A new ransomware gang called Codefinger focuses on locking victims’ data.
New ransomware gang Codefinger abuses AWS encryption to lock customer-enforced data. They demand a ransom for the keys needed to unlock the data again.
Encrypted data
Codefinger breaks into cloud storage buckets using public or compromised AWS keys. With these, they perform write and read authorizations. They then generate their own encryption key to lock the data. In the directory, the collective leaves a ransom bill with the attacker ‘s Bitcoin address and a client ID of the encrypted data. If they do not pay a ransom for the keys, the data is destroyed within seven days.
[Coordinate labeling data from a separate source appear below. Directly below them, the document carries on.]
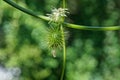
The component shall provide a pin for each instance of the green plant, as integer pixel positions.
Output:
(61, 24)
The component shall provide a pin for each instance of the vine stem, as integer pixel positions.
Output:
(64, 52)
(74, 26)
(64, 4)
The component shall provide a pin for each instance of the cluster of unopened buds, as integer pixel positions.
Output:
(57, 15)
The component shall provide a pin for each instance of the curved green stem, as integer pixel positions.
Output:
(64, 53)
(82, 27)
(26, 10)
(64, 4)
(74, 26)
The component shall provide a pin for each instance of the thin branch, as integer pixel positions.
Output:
(82, 27)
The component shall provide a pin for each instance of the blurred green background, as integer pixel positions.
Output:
(91, 55)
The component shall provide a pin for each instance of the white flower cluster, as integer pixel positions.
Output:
(58, 14)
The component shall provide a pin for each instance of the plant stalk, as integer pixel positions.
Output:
(74, 26)
(64, 52)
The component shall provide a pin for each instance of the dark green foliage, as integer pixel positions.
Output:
(91, 55)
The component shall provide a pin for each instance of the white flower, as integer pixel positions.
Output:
(57, 14)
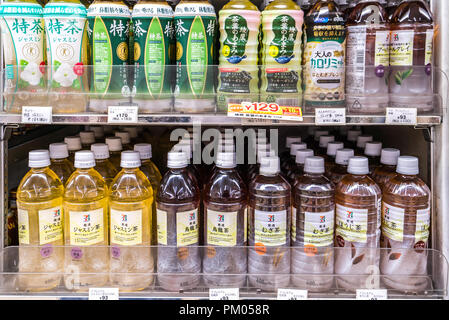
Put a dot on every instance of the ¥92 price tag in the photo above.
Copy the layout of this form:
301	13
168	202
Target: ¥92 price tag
292	294
404	116
37	114
122	114
103	293
371	294
224	294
Security platform Halcyon noticed the group back in December last year. “This is unique because most attackers do not directly perform data destruction as part of an extortion scheme or to otherwise pressure the victim to pay the ransom demand,” Tim West, VP of Halcyon, told The Register. “Data destruction poses an additional risk to target organizations.”
read also
Hackers abuse encryption in AWS to lock victims’ data
An AWS spokesperson told The Register that affected customers will be notified and appropriate action taken quickly. The company additionally clarified what to do in the event of unauthorized activity and advised customers to follow security, identity and compliance best practices. Moreover, it is important to check AWS keys regularly, as they are an attractive target for hackers.